# tips for handling gippsland water dragons



## haydenvic (Jul 20, 2011)

i have 2 gippsland water dragons and need some tips on handling them as they are really skitish they freak out when i open their tank and when i do have them out all they seem to do is run. can anyone give me tips on how to calm them down enough to handle them better??


----------



## KaotikJezta (Jul 20, 2011)

Patience and perseverance is all I can suggest.


----------



## haydenvic (Jul 20, 2011)

yeah ok thanks


----------



## KaotikJezta (Jul 20, 2011)

Sorry, they really do take a lot of patience and then there is no guarantees. Lucky they are awesome to look at.


----------



## mad_at_arms (Jul 20, 2011)

With my eastern I started with short rubs under the chin. 2 secs max (if she was willing). Slowly I increased the length of rubs. Also try just touching them ( rest a finger gentle on say an arm or leg) Then take your hand away. They will realise that you aren't a threat eventually.


----------



## hurcorh (Jul 20, 2011)

over the course of the day introduce a few crickets feeding by hand and then touching the dragon on the back very slowly and dont make any sudden movements. they will eventually think you are safe


----------



## haydenvic (Jul 20, 2011)

thanks everyone i will try what you have all said


----------



## mad_at_arms (Jul 20, 2011)

Oops.


----------



## haydenvic (Jul 20, 2011)

mad4400 said:


> Oops.


thanks ill give a go


----------



## Allybean (Jul 21, 2011)

and put them on their backs.... sooo cute when nthey play dead


----------



## Jdsixtyone (Jul 21, 2011)

I wouldnt call Water Dragons very 'handleable'. They are more pit animals but they can be tamed pretty well, just times alot of time.


----------



## KaotikJezta (Jul 21, 2011)

Pretty sure putting them on their back is not good for them.


----------



## Jdsixtyone (Jul 21, 2011)

It knocks them out.....


----------



## KaotikJezta (Jul 21, 2011)

snakemadness said:


> It knocks them out.....


Yeah, it messes with their breathing doesn't it.


----------



## Allybean (Jul 21, 2011)

Oh sheez.. thats not good! I didnt know that.. On second thoughts DONT put them on thier back!


----------



## hurcorh (Jul 22, 2011)

They have very limited muscle between their lungs and ribs and putting them on their back can make them pass out or go unconscious.


----------



## haydenvic (Jul 22, 2011)

Turbo & Kinky my Gippsland Water Dragons | Facebook i think ill just take my time with them ill try hand feeding the till they feel comfortable with my hands in their enclosure. thanks everyone for your help


----------



## timantula (Jul 22, 2011)

heres a wild eastern water dragon that has been somewhat tamed..‪Eastern Water Dragon‬&rlm; - YouTube


----------



## haydenvic (Jul 22, 2011)

timantula said:


> heres a wild eastern water dragon that has been somewhat tamed..‪Eastern Water Dragon‬&rlm; - YouTube


thats cool is that you?? ive seen that vid a few times.


----------



## timantula (Jul 22, 2011)

haydenvic said:


> thats cool is that you?? ive seen that vid a few times.

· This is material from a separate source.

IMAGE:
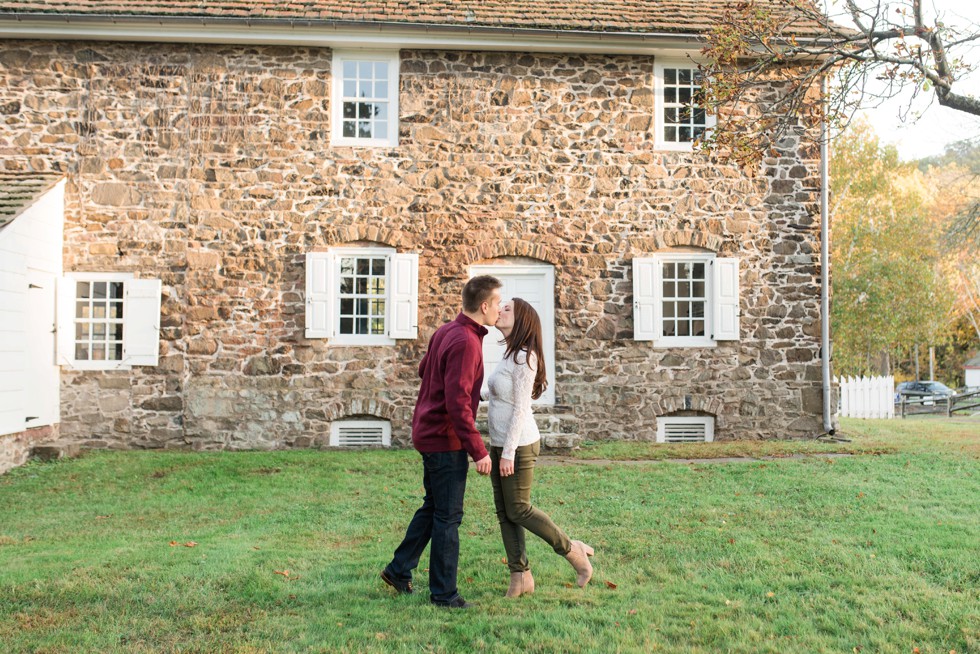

no its not me, but i do wish my ewd was that tame, mine sounds like yours and ive been trying to tame him for about 6 months now, hes getting better but its taking a long time...


----------



## haydenvic (Jul 22, 2011)

yeah mine will be a bit harder as i have 2 gippys so if one freaks out the other does as well. if i cant tame mine ill still love them they are awesome to watch specially when i put a moth in they go crazy jumping all over the place trying to catch it


----------



## crocdoc (Jul 22, 2011)

With most lizards, handling them when they don't want to be handled makes them wilder rather than tamer. The best way to tame them is to encourage them slowly, using food, as that guy in the video has done with a wild dragon. It takes patience and time.


----------



## haydenvic (Jul 22, 2011)

crocdoc said:


> With most lizards, handling them when they don't want to be handled makes them wilder rather than tamer. The best way to tame them is to encourage them slowly, using food, as that guy in the video has done with a wild dragon. It takes patience and time.


 yeah ill just take my time with them i can handle them they just dont like it if i have them for anymore then 5 mins


----------